Le constat n’est pas nouveau, mais il n’en demeure pas moins angoissant. Nous avons, d’un côté, affaire à la désinvolture d’un gouvernement qui n’hésite pas le moindrement à brûler la chandelle par les deux bouts en dilapidant les fonds des contribuables comme il l’entend.

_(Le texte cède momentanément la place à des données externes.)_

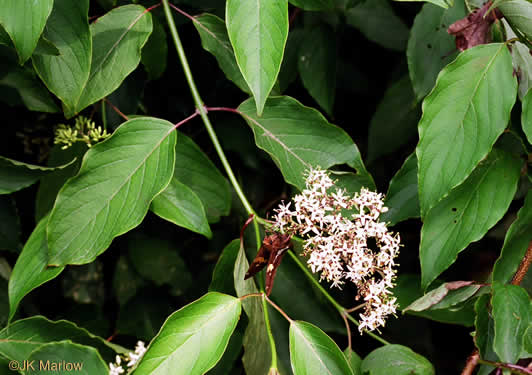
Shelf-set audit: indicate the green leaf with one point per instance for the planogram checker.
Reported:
(397, 360)
(519, 15)
(402, 197)
(298, 138)
(32, 92)
(313, 352)
(155, 52)
(313, 4)
(484, 333)
(258, 32)
(143, 314)
(444, 296)
(221, 282)
(377, 21)
(16, 175)
(65, 357)
(441, 3)
(408, 290)
(113, 190)
(24, 21)
(51, 184)
(31, 269)
(516, 243)
(214, 38)
(117, 40)
(181, 206)
(317, 65)
(257, 351)
(526, 116)
(460, 108)
(68, 29)
(194, 169)
(21, 338)
(193, 339)
(467, 213)
(353, 360)
(512, 315)
(158, 260)
(9, 225)
(395, 120)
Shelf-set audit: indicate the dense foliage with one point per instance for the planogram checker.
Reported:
(150, 150)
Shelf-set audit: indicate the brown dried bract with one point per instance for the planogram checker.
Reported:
(475, 28)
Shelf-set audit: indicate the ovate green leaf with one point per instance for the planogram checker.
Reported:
(51, 184)
(112, 191)
(467, 213)
(441, 3)
(193, 339)
(317, 65)
(214, 38)
(446, 295)
(21, 338)
(24, 21)
(117, 40)
(519, 15)
(298, 138)
(65, 357)
(313, 352)
(430, 47)
(225, 266)
(31, 269)
(257, 352)
(526, 116)
(516, 243)
(258, 32)
(68, 29)
(462, 108)
(402, 197)
(484, 333)
(522, 62)
(512, 314)
(397, 360)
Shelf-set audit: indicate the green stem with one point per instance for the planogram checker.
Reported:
(203, 113)
(104, 115)
(270, 334)
(342, 310)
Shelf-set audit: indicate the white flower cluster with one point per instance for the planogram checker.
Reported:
(132, 359)
(345, 240)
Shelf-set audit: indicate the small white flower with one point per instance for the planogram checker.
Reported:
(337, 246)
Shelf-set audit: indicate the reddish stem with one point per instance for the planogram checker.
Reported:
(182, 12)
(116, 109)
(519, 275)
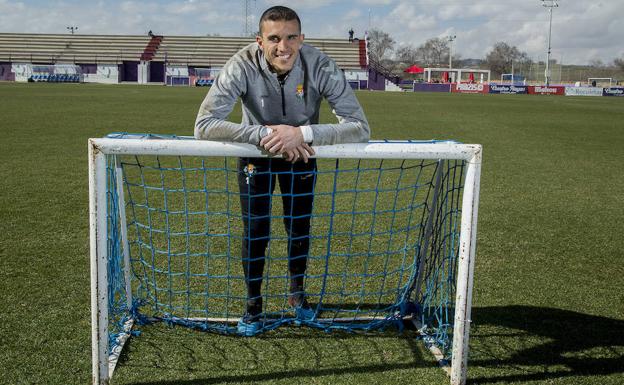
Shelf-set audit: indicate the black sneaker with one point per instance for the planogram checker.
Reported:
(303, 310)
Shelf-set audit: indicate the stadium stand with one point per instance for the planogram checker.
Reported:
(52, 49)
(176, 60)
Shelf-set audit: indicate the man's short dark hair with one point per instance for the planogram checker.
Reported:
(278, 13)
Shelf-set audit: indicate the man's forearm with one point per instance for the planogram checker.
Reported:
(211, 128)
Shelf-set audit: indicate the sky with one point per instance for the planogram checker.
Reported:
(583, 31)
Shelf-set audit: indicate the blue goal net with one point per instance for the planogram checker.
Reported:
(383, 245)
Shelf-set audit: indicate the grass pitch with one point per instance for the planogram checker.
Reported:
(548, 301)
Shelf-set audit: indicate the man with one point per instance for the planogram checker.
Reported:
(281, 83)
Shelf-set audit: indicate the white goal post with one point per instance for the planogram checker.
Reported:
(102, 153)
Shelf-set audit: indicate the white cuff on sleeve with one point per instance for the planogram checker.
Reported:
(308, 135)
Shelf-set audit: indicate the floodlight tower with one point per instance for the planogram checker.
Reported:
(550, 4)
(451, 39)
(247, 17)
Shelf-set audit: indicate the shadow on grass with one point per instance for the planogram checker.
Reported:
(545, 344)
(269, 357)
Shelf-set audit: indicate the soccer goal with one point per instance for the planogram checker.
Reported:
(392, 241)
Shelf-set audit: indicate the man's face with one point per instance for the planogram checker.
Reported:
(280, 42)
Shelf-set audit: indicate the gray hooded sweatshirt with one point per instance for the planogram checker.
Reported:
(267, 101)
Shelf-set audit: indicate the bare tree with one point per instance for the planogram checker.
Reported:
(434, 52)
(501, 58)
(380, 45)
(407, 54)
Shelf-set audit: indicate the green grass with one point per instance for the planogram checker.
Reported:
(548, 301)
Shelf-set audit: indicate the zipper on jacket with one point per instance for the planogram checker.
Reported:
(282, 81)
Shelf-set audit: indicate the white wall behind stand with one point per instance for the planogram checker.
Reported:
(105, 73)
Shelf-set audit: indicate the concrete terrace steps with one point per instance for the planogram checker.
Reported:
(182, 50)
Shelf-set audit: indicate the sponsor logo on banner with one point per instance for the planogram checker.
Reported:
(543, 90)
(613, 91)
(503, 89)
(470, 88)
(584, 91)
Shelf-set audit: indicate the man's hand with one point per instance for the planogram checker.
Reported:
(287, 141)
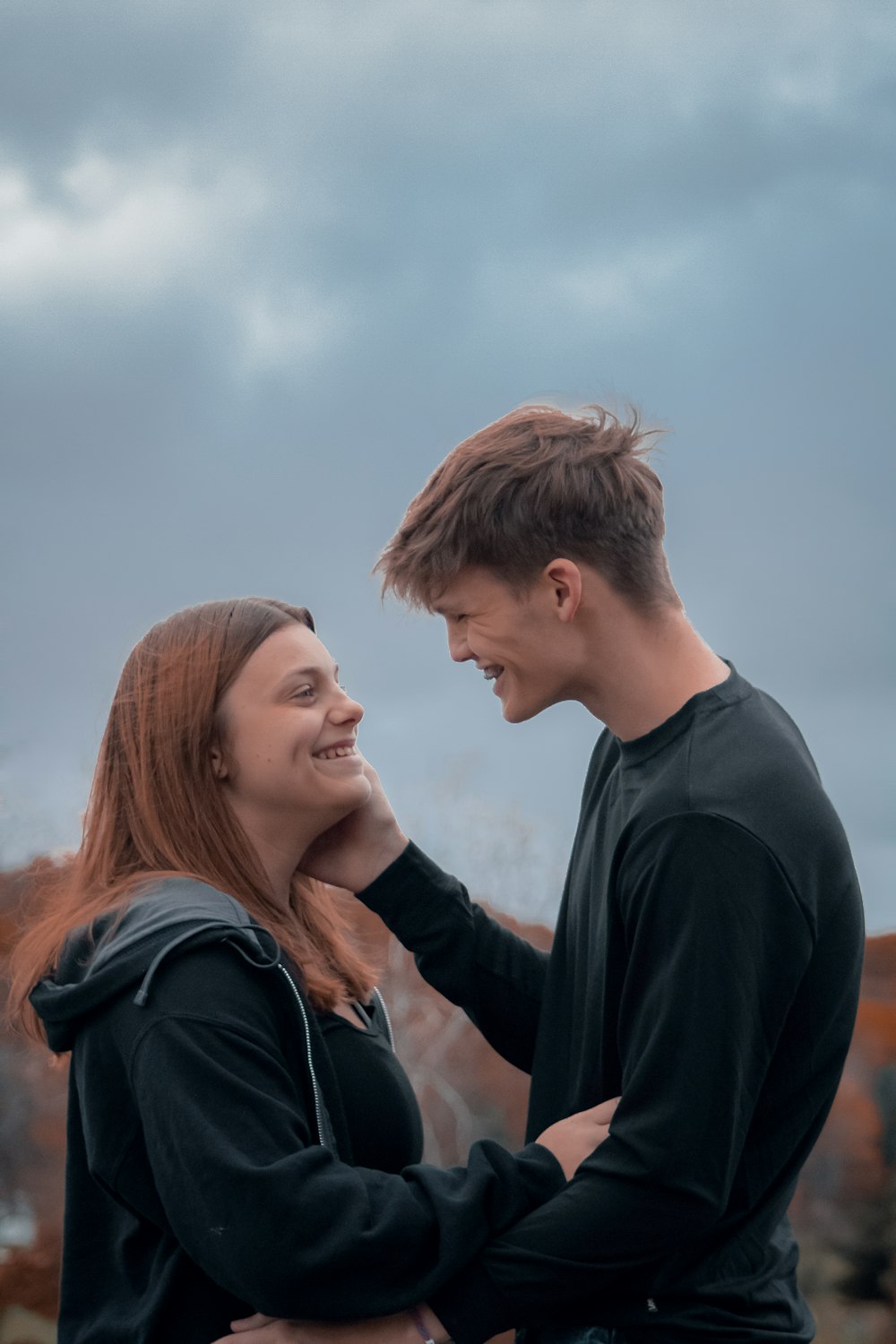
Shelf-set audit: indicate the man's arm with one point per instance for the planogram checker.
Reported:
(718, 948)
(476, 962)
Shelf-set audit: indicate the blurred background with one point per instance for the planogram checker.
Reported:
(263, 263)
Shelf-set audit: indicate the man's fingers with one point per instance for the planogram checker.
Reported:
(605, 1112)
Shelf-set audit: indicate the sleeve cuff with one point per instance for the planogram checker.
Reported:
(410, 886)
(470, 1306)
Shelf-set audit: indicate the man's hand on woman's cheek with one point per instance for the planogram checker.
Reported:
(359, 847)
(382, 1330)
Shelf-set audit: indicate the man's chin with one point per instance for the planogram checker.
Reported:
(516, 712)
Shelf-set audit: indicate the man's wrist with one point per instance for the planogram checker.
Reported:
(427, 1325)
(387, 852)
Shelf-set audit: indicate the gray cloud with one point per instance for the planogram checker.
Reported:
(263, 265)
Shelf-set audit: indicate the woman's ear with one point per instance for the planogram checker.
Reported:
(218, 763)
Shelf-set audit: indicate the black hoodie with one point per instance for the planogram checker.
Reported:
(209, 1168)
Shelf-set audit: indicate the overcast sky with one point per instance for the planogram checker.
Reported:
(263, 263)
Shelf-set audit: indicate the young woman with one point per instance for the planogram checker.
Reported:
(241, 1136)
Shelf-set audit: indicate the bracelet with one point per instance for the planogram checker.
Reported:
(418, 1320)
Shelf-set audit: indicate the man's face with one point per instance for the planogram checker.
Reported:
(511, 637)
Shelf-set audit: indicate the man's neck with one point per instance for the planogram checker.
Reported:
(645, 669)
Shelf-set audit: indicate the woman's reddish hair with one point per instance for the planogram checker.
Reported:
(156, 809)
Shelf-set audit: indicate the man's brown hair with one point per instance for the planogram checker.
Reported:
(535, 486)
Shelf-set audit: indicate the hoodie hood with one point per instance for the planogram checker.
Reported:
(121, 952)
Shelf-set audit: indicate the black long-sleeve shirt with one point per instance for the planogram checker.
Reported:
(705, 967)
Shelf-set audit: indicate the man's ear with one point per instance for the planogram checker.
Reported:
(564, 578)
(218, 763)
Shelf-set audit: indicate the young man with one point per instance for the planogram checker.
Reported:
(708, 948)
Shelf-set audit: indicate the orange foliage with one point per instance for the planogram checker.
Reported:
(466, 1091)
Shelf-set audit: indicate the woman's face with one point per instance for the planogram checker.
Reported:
(289, 760)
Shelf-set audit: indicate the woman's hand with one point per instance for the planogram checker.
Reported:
(359, 847)
(573, 1139)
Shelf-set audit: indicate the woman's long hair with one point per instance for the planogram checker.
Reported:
(156, 808)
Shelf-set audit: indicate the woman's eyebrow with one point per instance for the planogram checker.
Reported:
(295, 674)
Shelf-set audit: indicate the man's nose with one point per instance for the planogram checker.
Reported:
(458, 648)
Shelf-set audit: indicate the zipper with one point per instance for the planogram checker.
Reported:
(389, 1021)
(319, 1113)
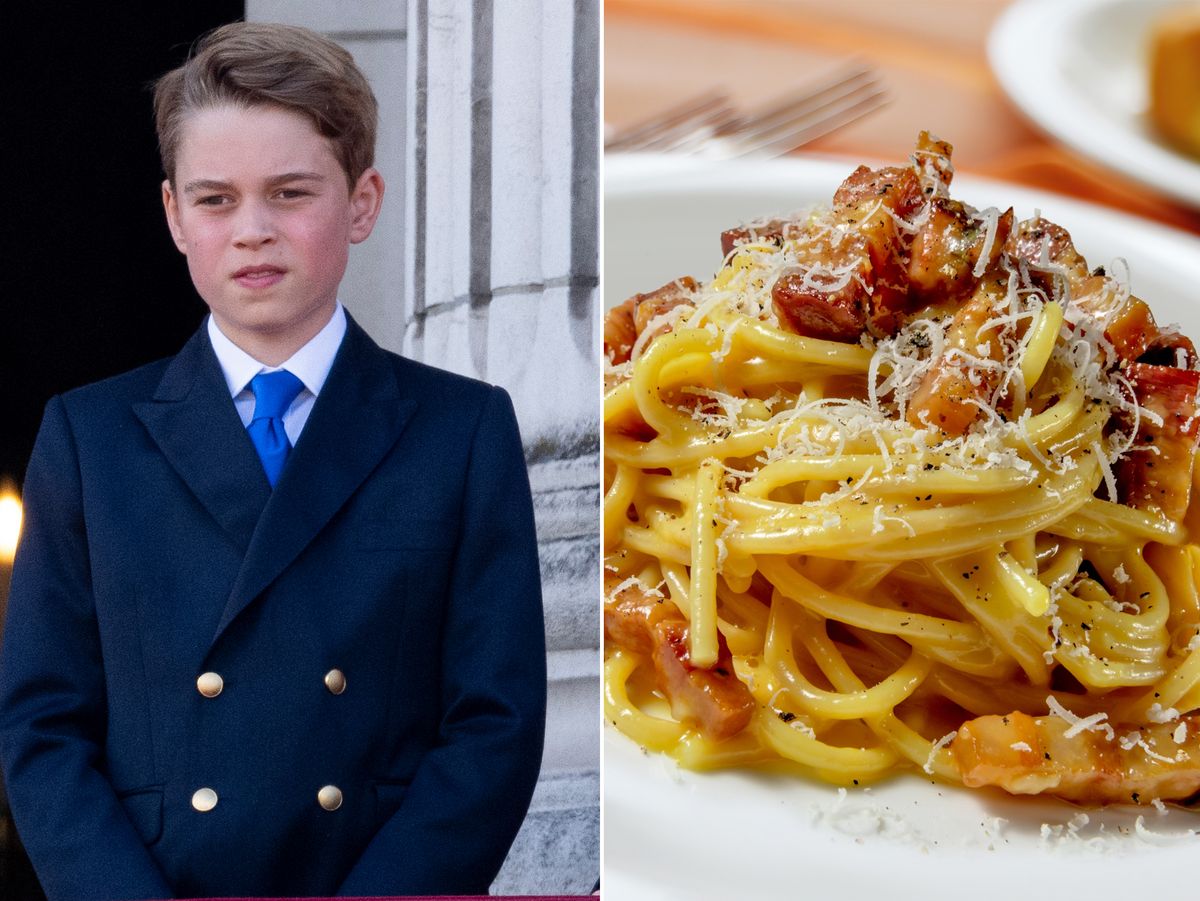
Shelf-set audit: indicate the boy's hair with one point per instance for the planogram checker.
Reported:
(256, 64)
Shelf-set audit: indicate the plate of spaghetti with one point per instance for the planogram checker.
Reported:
(898, 527)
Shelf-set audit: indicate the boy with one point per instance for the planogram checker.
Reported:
(275, 624)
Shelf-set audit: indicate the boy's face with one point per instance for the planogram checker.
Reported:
(259, 206)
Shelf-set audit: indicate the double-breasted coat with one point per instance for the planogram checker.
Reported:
(337, 686)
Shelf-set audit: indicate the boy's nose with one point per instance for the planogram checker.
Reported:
(253, 227)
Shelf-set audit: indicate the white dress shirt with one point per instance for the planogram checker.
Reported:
(310, 364)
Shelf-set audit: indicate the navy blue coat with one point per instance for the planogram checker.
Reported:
(397, 547)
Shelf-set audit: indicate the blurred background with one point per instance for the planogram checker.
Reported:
(1063, 110)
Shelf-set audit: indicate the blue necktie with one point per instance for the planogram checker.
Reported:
(274, 392)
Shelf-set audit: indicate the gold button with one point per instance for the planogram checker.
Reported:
(204, 800)
(335, 680)
(330, 797)
(209, 684)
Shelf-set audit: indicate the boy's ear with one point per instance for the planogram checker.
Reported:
(171, 206)
(366, 199)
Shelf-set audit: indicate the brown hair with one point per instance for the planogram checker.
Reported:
(256, 64)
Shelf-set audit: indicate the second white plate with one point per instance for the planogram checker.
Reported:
(1079, 70)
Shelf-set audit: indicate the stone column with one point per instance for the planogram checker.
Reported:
(486, 263)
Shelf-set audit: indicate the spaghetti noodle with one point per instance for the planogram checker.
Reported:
(906, 485)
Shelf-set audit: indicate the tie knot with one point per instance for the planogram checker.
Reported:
(274, 392)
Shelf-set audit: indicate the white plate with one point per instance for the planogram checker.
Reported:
(1078, 68)
(670, 833)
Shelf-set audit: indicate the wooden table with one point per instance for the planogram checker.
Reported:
(929, 53)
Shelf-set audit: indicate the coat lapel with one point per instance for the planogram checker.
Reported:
(193, 421)
(355, 421)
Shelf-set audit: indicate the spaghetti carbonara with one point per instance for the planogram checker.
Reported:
(906, 485)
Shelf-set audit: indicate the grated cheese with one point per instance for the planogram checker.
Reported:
(1156, 713)
(1096, 722)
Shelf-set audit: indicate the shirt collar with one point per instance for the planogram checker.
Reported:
(311, 364)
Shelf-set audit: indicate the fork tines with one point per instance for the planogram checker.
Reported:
(708, 124)
(679, 128)
(808, 114)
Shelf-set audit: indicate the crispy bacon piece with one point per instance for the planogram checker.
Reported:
(1026, 755)
(1170, 348)
(898, 187)
(951, 394)
(933, 157)
(619, 332)
(1047, 250)
(1158, 472)
(946, 251)
(1127, 322)
(715, 700)
(625, 323)
(807, 305)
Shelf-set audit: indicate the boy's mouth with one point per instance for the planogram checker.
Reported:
(258, 276)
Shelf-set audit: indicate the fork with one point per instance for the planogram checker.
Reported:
(708, 125)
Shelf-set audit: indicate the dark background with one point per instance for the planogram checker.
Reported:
(90, 283)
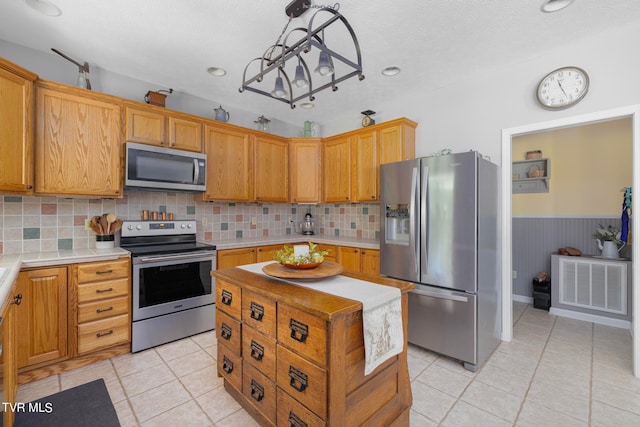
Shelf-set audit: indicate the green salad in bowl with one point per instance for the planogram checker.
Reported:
(300, 256)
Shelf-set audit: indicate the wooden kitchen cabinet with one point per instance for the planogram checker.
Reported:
(305, 161)
(42, 316)
(149, 125)
(78, 142)
(103, 292)
(228, 258)
(16, 132)
(365, 155)
(336, 169)
(271, 169)
(366, 261)
(229, 153)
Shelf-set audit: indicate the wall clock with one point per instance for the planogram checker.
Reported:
(367, 120)
(562, 88)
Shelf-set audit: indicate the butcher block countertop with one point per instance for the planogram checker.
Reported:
(291, 355)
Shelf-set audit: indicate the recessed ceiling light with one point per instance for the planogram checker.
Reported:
(391, 71)
(217, 71)
(550, 6)
(45, 7)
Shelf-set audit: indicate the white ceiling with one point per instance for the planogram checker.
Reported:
(435, 42)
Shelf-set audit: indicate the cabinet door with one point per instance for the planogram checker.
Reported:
(305, 157)
(272, 169)
(42, 316)
(267, 253)
(365, 151)
(145, 127)
(229, 165)
(185, 134)
(229, 258)
(336, 170)
(78, 145)
(370, 262)
(16, 131)
(349, 258)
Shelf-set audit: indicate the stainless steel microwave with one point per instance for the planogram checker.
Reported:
(159, 168)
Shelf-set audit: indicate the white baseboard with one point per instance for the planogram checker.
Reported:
(522, 298)
(602, 320)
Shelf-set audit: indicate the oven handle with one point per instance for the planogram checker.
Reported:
(175, 257)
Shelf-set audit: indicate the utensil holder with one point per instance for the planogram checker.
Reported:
(105, 241)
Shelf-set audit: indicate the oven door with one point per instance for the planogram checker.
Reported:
(164, 284)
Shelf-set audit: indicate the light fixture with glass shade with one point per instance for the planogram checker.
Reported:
(337, 62)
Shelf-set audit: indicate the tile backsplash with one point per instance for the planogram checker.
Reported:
(33, 224)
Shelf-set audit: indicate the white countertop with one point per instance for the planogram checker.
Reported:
(294, 238)
(12, 263)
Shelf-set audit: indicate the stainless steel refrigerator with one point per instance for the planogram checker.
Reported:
(439, 230)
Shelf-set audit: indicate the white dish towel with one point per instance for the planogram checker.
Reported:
(381, 312)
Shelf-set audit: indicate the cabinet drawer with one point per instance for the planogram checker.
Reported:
(230, 366)
(259, 390)
(290, 412)
(103, 333)
(100, 290)
(302, 380)
(303, 333)
(90, 311)
(228, 298)
(260, 351)
(94, 271)
(228, 331)
(259, 312)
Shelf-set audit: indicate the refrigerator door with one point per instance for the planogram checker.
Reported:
(443, 321)
(399, 204)
(448, 221)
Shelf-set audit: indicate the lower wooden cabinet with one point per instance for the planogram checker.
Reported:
(42, 316)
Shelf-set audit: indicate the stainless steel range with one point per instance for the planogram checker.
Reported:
(173, 291)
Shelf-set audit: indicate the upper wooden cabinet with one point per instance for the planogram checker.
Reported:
(165, 129)
(229, 153)
(16, 131)
(351, 161)
(305, 160)
(78, 142)
(272, 169)
(336, 169)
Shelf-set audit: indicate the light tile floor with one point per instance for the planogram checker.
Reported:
(555, 372)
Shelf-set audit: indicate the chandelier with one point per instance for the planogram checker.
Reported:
(287, 60)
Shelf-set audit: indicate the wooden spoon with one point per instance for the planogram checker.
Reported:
(111, 218)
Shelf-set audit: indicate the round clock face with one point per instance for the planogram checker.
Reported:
(562, 88)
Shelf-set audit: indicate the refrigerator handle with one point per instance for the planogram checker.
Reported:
(412, 216)
(440, 295)
(424, 225)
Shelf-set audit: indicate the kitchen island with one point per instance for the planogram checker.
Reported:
(295, 356)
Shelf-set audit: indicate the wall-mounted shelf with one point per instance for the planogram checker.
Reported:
(524, 183)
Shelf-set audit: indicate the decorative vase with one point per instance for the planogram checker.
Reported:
(609, 250)
(105, 241)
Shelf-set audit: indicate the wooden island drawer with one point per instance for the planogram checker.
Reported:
(290, 412)
(100, 290)
(228, 298)
(260, 351)
(230, 366)
(259, 312)
(228, 332)
(302, 380)
(102, 309)
(259, 390)
(303, 333)
(103, 333)
(95, 271)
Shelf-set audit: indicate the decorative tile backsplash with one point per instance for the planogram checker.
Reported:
(33, 224)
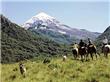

Et de l’autre, nous constatons avec effroi, la souffrance croissante d’un peuple qui s’escrime à pouvoir joindre les deux bouts face à la cherté de la vie, exacerbée grandement, outre des facteurs externes comme la guerre russo-ukrainienne, par la mauvaise politique gouvernementale. Malgré les temps extrêmement difficiles, nos dirigeants, s’ils ne se pavanent pas au Dubaï Expo, cherchent par tous les moyens de mettre du beurre dans les épinards des « happy few » constitués de proches, parents, copains ou agents qui « pas met de l’huile dan zorey » tandis que des milliers et des milliers de familles n’arrivent plus à manger à leur faim.

Ce scénario, on la voyait déjà depuis bientôt sept ans. Sauf qu’il commence maintenant à peser vachement lourd dans la balance, avec un déficit budgétaire s’élevant à Rs 49, 3 milliards à la fin de l’année financière 2020-2021. Le gouvernement continue d’emprunter aveuglément de l’argent, la dette publique s’élevant à hauteur de Rs 381, 8 milliards, sans consentir à des sacrifices ou à freiner les abus. Les abnégations, il les laisse pour la population. Il suffit d’écouter les explications fournies par le ministre de la Santé pour prendre conscience du sans-gêne du régime actuel face à la dilapidation des fonds publics. Puisque la Covid-19 a le dos large, Kailesh Jagutpal l’a, comme d’habitude, utilisé comme paravent pour justifier les gaspillages commis par son ministère. Alors qu’en réalité, nous savons, à la lumière des révélations faites dans le sillage du scandale Molnupiravir et du rapport du PAC, qu’il y a eu connivence et contorsions procédurales au plus haut niveau du pouvoir et de l’administration publique pour faire bénéficier de juteux contrats à certains.

Le ministre de la Santé a aussi fait montre de son incompétence désormais notoire en évoquant les vaccins anti-grippe, au coût de Rs 16, 5 millions, expirés et détruits sans avoir été utilisés, comme nous l’avions fait état en exclusivité dans notre édition du 21 mars dernier. « Nous avons concentré nos efforts dans l’acquisition des vaccins anti-Covid-19 et nous n’avons ainsi pas pu faire le vaccin contre la grippe », a-t-il argué. Pourquoi les avoir donc achetés si le ministère de la Santé n’avait pas les ressources nécessaires pour les administrer ? Ces Rs 16, 5 millions sortent-elles des poches de Kailesh Jagutpal pour qu’il puisse s’en sortir avec une explication aussi banale ? Et dire que son ministère n’a rien trouvé de mieux que d’arrêter de fournir du papier toilette aux fonctionnaires afin de réduire les dépenses de la Santé ! « Adding insult to injury », dirait l’Anglais.

Ces gaspillages qui scandalisent la population se résument pourtant à « dilo lor brède-songe » pour nos gouvernants. Parce que nous avons malheureusement à la tête du pays un Premier ministre qui ferme les yeux sur la mauvaise gestion et les maldonnes et qui soutire l’incompétence de ses ministres et nominés politiques. Aussi parce que la notion d’« accountability » n’existe quasiment pas sous le leadership de Pravind Jugnauth. En témoigne la compagnie nationale d’aviation qui sera dorénavant plus ou moins libre de faire ce qu’elle veut, n’étant plus cotée en Bourse. Ce qui fait que malgré toutes les dénonciations, rien ne changera sous le règne de ce gouvernement, surtout quand certains fonctionnaires complices acceptent de faire son jeu et quand la police et l’ICAC préfèrent jouer à la blanchisserie au lieu de travailler en toute indépendance pour faire payer les responsables.